You are viewing a plain text version of this content. The canonical link for it is here.
Posted to issues@spark.apache.org by "Alok Singh (JIRA)" <ji...@apache.org> on 2016/08/04 21:25:20 UTC
[jira] [Commented] (SPARK-16611) Expose several hidden DataFrame/RDD functions

    [ https://issues.apache.org/jira/browse/SPARK-16611?page=com.atlassian.jira.plugin.system.issuetabpanels:comment-tabpanel&focusedCommentId=15408513#comment-15408513 ] 

Alok Singh commented on SPARK-16611:
------------------------------------

Hi [~shivaram]

 Thanks for the reply.

1)To illustrate what I meant by the broadcast varb issue.

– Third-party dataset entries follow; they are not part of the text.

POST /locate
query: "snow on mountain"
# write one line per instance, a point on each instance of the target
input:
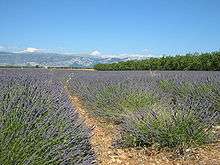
(35, 57)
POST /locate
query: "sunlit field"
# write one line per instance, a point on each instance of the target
(164, 110)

Please refer to the following example

    for example 
    randomMatBr <- broadcast(sc, randomMat)
   
   worker <- function(r) {list(r[[0]] +1)}
   o1<- dapply(df, worker, out_sch) # case 1

   o2<- lapply(df, worker) # case 2
   
  useBroadcast <- function(x) {  sum(value(randomMatBr) * x)}
  o3 <- lapply(df.toRdd, useBroadcast) # case3

 Notes:
  - user intends to use the case3 so he created the broadcast array. but he also want to compute either o1 or o2 (for other use cases). so in the case1 and case2, he know that he will never use the broadcast elements. but in the case1, the framework will anyway ship the element in the ls(broadcastArr) to each nodes.
in case2, it won't.

2) If one has one way of getting the RDD from dataframe i.e toRDD as you had suggested, it would be great :)
  but is it going to work with the pipeline RDD,df too?

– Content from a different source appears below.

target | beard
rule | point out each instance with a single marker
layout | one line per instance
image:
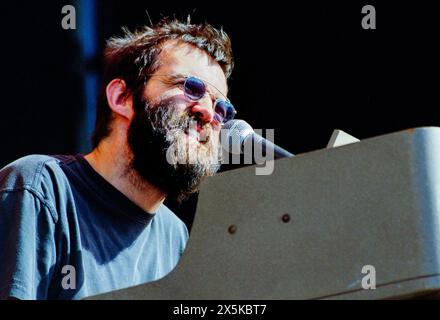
(163, 152)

 Here is one example to illustrate the point
 # read.csv custom
 
 parseFields <- function(record) {
   Sys.setlocale("LC_ALL", "C") # necessary for strsplit() to work correctly
   nrecord<- as.character(record); parts <- strsplit(nrecord, ",")[[1]]
   list(id=parts[1], title=parts[2], modified=parts[3], text=parts[4], username=parts[5]) }

  pr=SparkR:::lapply(f, parseFields)
  cache(pr)
  pr
  sch=structType(structField("id", "string"), structField("title", "string"), structField("modified", "string"),     structField("text", "string"), structField("username", "string"))
  air_df <- createDataFrame(sqlContext, pr, sch)


  # now we pass in air_df's RDD to systemML
  the current air_df is the pipeline df and getJRDD will returns the proper RDD but if we use toRDD . my last experiment didn't work properly.
 # please note that, in 2.0 we will have read.csv but the point is that user can have any pipelined RDD and dataframe. does toRDD also will work with pipeline RDD,dataframe?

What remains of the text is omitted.